The Nikkei dropped as much as 2.1 percent after a magnitude-6.3 earthquake struck Fukushima prefecture at 2:07 p.m., shaking buildings in Tokyo more than 200 kilometers to the south. The temblor followed a magnitude-6.6 aftershock that hit yesterday, a month after the March 11 disaster that left 27,493 dead or missing and disabled Tokyo Electric’s Fukushima Dai-Ichi nuclear plant. Yesterday’s aftershock stopped cooling systems at the damaged power station for 50 minutes.
Tokyo Electric, which is battling to lower temperatures at four crippled nuclear reactors, plunged 10 percent to 450 yen. Shares rose as much as 7.8 percent after Reuter’s reported that the government isn’t considering nationalizing the utility, citing Tadahiro Matsushita, Japan’s Vice Minister of Economy, Trade and Industry.
Japan’s Nuclear and Industrial Safety Agency raised its severity rating of the Fukushima accident to the highest level of 7, which matches the 1986 Chernobyl disaster. The accident was previously rated 5 on the global scale, the same as the 1979 partial reactor meltdown at Three Mile Island in Pennsylvania.
Japan’s Nikkei has lost 8.4 percent since March 10, the day before the magnitude-9 earthquake and tsunami that devastated Japan’s northeast coast. Stocks in the Japanese benchmark are valued at 14.3 times estimated earnings on average, compared with 13.6 times for the S&P 500 and 11.3 times for the Stoxx Europe 600.
Toyota slid 0.6 percent to 3,240 yen, while Honda dropped 1.4 percent to 2,862 yen after SMBC Nikko Securities slashed profit estimates for Japan’s top two carmakers, citing parts shortages and reduced output.
Shotaro Noguchi, a senior analyst at the brokerage in Tokyo, said Toyota’s operating profit for the year ending March 2012 will fall to 310 billion yen ($3.68 billion) versus an earlier prediction of 900 billion yen. Honda’s profit may drop to 460 billion yen, compared with an earlier estimate of 670 billion yen, Noguchi said in a report that followed a downgrade of Japan’s auto sector by Citigroup Inc. yesterday.

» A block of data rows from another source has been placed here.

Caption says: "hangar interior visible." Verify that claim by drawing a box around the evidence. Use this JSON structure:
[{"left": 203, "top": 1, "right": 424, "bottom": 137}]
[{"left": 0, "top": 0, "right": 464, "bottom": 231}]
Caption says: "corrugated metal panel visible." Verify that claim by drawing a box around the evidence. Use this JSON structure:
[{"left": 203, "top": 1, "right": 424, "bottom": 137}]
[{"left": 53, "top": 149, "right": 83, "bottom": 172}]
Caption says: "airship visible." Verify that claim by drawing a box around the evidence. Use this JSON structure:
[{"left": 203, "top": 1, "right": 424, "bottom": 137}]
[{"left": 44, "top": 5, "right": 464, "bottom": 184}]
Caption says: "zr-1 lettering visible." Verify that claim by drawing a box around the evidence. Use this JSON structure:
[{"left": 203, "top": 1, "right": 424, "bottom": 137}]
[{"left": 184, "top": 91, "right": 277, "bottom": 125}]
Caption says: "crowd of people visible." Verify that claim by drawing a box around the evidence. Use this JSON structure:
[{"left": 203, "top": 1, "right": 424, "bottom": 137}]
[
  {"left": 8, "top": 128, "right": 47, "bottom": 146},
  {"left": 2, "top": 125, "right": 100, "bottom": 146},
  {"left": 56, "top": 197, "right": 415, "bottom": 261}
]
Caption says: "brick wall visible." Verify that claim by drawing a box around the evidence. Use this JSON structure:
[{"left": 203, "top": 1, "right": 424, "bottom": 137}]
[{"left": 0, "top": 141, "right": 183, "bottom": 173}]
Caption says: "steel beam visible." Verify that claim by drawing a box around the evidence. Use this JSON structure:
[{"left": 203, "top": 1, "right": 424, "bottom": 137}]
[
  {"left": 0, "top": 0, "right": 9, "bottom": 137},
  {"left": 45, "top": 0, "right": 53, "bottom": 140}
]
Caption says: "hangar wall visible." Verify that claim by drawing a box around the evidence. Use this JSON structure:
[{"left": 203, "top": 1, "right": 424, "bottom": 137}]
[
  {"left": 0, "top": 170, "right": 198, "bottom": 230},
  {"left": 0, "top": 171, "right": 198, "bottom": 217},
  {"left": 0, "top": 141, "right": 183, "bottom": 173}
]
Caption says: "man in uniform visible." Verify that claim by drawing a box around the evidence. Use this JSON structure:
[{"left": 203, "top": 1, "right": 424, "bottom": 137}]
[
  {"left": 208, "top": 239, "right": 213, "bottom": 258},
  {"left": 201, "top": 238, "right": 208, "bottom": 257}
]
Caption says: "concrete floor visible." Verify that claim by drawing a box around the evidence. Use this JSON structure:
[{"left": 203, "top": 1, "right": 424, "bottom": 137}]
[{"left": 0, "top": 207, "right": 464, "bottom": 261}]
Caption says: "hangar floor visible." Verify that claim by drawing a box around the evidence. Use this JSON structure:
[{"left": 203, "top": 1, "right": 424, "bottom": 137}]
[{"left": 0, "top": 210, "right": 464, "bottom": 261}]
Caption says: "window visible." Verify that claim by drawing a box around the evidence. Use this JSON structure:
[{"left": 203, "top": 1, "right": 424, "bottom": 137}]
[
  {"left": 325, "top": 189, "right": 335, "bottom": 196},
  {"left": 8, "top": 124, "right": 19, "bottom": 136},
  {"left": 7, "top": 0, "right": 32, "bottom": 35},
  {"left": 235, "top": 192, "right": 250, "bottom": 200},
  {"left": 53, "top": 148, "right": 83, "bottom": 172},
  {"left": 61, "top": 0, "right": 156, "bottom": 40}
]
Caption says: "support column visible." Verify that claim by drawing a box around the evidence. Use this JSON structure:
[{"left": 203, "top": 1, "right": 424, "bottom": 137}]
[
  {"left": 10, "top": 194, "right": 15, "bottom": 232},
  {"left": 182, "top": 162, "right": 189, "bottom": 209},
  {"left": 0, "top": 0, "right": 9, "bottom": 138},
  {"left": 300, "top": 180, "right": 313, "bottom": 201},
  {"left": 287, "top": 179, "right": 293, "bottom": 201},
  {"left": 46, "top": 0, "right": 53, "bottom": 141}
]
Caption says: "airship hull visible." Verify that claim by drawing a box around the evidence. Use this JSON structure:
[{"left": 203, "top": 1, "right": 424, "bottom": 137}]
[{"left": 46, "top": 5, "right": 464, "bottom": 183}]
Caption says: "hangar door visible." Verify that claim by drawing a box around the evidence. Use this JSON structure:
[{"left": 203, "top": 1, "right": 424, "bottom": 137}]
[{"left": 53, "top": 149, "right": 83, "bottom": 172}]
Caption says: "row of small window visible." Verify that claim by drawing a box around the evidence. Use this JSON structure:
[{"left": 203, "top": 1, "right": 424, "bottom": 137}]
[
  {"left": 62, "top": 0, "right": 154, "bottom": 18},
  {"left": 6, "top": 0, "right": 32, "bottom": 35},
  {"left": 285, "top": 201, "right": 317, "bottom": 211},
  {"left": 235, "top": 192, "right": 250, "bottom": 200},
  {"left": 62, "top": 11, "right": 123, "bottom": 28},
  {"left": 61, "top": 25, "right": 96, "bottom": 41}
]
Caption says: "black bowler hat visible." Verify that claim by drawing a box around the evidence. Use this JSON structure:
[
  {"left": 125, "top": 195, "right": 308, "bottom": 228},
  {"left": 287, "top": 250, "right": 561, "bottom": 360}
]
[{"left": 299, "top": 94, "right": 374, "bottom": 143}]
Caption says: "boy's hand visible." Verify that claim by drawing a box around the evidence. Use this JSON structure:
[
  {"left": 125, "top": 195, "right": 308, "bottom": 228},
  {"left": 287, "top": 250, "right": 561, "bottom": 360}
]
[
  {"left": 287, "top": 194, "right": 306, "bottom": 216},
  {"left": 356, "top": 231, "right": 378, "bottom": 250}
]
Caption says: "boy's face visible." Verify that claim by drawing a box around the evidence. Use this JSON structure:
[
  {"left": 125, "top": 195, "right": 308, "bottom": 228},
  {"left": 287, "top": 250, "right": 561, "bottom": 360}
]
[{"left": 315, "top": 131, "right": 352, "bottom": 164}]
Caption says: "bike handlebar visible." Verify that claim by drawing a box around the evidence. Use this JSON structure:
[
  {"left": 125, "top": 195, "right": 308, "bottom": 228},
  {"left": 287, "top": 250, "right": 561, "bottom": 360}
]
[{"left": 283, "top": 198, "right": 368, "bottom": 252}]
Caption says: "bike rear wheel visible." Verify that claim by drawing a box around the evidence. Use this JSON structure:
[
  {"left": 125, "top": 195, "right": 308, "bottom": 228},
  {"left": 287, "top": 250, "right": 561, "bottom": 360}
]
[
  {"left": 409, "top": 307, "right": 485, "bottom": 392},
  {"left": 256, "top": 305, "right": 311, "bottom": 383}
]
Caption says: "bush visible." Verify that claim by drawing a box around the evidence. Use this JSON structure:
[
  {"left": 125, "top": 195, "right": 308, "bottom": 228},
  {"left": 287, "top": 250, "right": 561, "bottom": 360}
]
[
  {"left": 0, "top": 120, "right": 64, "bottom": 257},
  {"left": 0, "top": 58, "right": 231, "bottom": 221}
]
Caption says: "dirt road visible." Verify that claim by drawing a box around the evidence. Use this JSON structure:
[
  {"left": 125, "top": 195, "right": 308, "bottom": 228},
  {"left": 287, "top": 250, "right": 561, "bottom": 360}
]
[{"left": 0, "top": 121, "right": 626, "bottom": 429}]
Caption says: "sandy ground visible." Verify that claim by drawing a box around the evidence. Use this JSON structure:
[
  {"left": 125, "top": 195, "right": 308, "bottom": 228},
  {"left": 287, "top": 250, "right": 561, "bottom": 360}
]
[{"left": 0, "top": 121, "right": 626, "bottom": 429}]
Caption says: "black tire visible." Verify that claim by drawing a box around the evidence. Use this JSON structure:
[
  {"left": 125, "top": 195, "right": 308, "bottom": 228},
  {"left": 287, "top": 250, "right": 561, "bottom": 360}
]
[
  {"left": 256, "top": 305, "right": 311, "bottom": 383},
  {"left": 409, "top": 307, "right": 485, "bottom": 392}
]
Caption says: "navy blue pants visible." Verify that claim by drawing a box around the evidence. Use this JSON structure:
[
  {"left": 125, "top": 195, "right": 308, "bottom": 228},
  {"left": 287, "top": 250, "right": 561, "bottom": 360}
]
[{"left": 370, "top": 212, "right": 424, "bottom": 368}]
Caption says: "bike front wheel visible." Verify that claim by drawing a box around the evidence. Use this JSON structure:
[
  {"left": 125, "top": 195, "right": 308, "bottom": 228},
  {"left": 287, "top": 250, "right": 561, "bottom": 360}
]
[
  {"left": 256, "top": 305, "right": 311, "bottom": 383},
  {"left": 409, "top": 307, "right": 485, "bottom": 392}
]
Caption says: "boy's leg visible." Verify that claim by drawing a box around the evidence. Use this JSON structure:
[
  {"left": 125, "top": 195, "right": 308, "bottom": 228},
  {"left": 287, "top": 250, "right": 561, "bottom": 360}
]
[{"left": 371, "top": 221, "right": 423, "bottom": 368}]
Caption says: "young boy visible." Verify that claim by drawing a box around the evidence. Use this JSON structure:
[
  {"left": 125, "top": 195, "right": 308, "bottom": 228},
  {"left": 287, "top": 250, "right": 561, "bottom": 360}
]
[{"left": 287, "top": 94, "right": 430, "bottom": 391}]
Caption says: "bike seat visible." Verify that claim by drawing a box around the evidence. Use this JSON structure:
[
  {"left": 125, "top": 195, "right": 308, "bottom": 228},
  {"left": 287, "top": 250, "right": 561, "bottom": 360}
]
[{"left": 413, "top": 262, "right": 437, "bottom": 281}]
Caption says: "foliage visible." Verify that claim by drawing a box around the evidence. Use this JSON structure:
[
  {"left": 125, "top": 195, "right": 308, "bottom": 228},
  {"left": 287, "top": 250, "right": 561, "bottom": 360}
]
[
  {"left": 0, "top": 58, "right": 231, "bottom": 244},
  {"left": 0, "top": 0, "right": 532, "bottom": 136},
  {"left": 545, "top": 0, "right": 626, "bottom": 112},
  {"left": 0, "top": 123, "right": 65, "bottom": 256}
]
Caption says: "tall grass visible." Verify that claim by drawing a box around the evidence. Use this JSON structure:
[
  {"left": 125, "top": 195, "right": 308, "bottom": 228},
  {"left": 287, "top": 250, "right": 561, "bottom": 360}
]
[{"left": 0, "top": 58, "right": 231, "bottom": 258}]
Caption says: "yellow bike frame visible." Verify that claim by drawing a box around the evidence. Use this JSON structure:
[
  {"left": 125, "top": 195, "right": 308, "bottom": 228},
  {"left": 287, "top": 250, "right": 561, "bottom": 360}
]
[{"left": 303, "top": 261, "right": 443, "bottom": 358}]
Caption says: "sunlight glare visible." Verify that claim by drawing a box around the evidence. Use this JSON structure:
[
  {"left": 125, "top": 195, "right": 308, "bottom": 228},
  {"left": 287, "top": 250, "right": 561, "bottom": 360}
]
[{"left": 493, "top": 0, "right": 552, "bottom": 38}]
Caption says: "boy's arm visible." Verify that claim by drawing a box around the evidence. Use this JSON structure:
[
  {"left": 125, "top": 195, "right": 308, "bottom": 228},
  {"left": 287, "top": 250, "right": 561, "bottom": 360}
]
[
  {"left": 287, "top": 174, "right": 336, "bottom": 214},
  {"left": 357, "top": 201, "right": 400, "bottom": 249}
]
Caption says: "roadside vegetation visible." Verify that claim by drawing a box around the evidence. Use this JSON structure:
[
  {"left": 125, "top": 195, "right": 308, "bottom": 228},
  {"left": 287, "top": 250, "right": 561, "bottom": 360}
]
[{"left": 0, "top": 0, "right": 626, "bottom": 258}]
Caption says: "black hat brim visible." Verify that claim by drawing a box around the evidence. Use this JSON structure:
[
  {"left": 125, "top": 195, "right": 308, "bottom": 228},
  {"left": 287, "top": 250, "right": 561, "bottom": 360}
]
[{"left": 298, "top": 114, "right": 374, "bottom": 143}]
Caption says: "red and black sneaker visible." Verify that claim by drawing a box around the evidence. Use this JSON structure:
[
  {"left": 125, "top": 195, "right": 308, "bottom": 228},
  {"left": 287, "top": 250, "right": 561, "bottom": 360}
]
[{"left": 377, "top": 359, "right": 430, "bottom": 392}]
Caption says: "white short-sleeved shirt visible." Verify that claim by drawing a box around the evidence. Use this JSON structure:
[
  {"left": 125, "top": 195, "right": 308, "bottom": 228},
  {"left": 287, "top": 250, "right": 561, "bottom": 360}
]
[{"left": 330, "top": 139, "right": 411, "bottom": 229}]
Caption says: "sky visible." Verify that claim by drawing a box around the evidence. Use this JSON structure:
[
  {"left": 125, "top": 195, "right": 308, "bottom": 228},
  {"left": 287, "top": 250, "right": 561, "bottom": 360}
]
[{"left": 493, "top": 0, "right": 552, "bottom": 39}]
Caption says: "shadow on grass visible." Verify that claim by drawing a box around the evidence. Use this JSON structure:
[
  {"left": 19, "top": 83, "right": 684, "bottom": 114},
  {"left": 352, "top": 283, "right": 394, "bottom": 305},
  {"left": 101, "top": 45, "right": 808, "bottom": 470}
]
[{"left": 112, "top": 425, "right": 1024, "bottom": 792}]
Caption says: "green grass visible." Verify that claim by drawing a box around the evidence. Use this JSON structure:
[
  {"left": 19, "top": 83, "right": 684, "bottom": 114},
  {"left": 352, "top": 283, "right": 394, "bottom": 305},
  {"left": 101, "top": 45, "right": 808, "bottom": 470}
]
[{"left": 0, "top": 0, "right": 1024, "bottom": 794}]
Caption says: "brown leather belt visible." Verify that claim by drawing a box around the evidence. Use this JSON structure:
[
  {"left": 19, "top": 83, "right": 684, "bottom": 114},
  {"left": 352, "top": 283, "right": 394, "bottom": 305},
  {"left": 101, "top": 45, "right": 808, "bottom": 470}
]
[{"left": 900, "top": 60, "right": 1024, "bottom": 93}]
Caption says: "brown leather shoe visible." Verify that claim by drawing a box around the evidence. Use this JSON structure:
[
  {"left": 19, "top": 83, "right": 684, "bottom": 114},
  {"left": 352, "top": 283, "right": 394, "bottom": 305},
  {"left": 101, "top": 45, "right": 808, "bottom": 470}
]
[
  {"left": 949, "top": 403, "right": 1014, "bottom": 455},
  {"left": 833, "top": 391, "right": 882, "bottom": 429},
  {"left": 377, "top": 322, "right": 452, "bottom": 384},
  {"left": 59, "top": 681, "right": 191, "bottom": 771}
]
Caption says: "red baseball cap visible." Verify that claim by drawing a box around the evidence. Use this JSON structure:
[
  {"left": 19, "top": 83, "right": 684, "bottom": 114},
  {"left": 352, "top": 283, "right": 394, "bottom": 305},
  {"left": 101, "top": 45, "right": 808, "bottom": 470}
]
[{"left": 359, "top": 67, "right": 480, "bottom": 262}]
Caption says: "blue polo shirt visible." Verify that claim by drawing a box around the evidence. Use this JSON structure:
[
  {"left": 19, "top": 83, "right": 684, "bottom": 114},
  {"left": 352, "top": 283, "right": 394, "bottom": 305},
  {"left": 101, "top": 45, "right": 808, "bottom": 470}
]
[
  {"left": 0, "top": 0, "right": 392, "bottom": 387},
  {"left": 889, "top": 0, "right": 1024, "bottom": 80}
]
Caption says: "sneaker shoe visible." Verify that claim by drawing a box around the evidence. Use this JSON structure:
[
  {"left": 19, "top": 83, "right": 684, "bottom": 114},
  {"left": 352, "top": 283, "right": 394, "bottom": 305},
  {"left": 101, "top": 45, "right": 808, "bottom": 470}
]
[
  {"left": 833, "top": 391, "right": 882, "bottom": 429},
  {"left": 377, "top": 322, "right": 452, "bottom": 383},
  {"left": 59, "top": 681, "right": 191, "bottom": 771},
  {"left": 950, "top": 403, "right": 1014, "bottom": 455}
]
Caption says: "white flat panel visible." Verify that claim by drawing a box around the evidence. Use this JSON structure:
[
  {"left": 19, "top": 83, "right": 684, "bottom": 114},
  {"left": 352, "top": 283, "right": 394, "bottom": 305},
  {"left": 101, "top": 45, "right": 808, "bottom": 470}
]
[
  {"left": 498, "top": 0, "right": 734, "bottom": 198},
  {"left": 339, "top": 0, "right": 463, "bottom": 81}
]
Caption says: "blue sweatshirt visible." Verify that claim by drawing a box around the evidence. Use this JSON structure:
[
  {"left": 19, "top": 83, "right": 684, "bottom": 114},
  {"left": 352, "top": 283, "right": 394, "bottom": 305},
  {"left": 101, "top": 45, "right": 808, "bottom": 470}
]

U.S. stocks and crude prices fell yesterday after the IMF cut its estimate for growth in the U.S., the world’s biggest economy and the largest oil consumer. In New York, the Standard & Poor’s 500 Index dropped 0.3 percent to 1,324.46. S&P 500 futures slid 0.5 percent today.
An index that includes energy-related shares slid the most among the Topix’s industry groups after crude prices fell. Inpex retreated 5.2 percent to 620,000 yen. Japan Petroleum Exploration Co., the second-biggest oil driller, dropped 3.5 percent to 4,010 yen.
Oil for May delivery tumbled from a 30-month high, dropping 2.5 percent to settle at $109.92 a barrel in New York yesterday.
The U.S. economy will expand 2.8 percent this year, slowing from 2.9 percent last year and falling short of a January forecast for 3 percent growth in 2011, the IMF said. The Washington-based institution also cut its estimate of Japan’s growth to 1.4 percent from 1.6 percent after the nation’s earthquake and tsunami.
Shimadzu, which makes measuring instruments and precision tools, dropped 4 percent to 670 yen after Mizuho Securities cut the company’s investment rating to “neutral” from “outperform,” saying last month’s earthquake will likely slow demand for measuring equipment.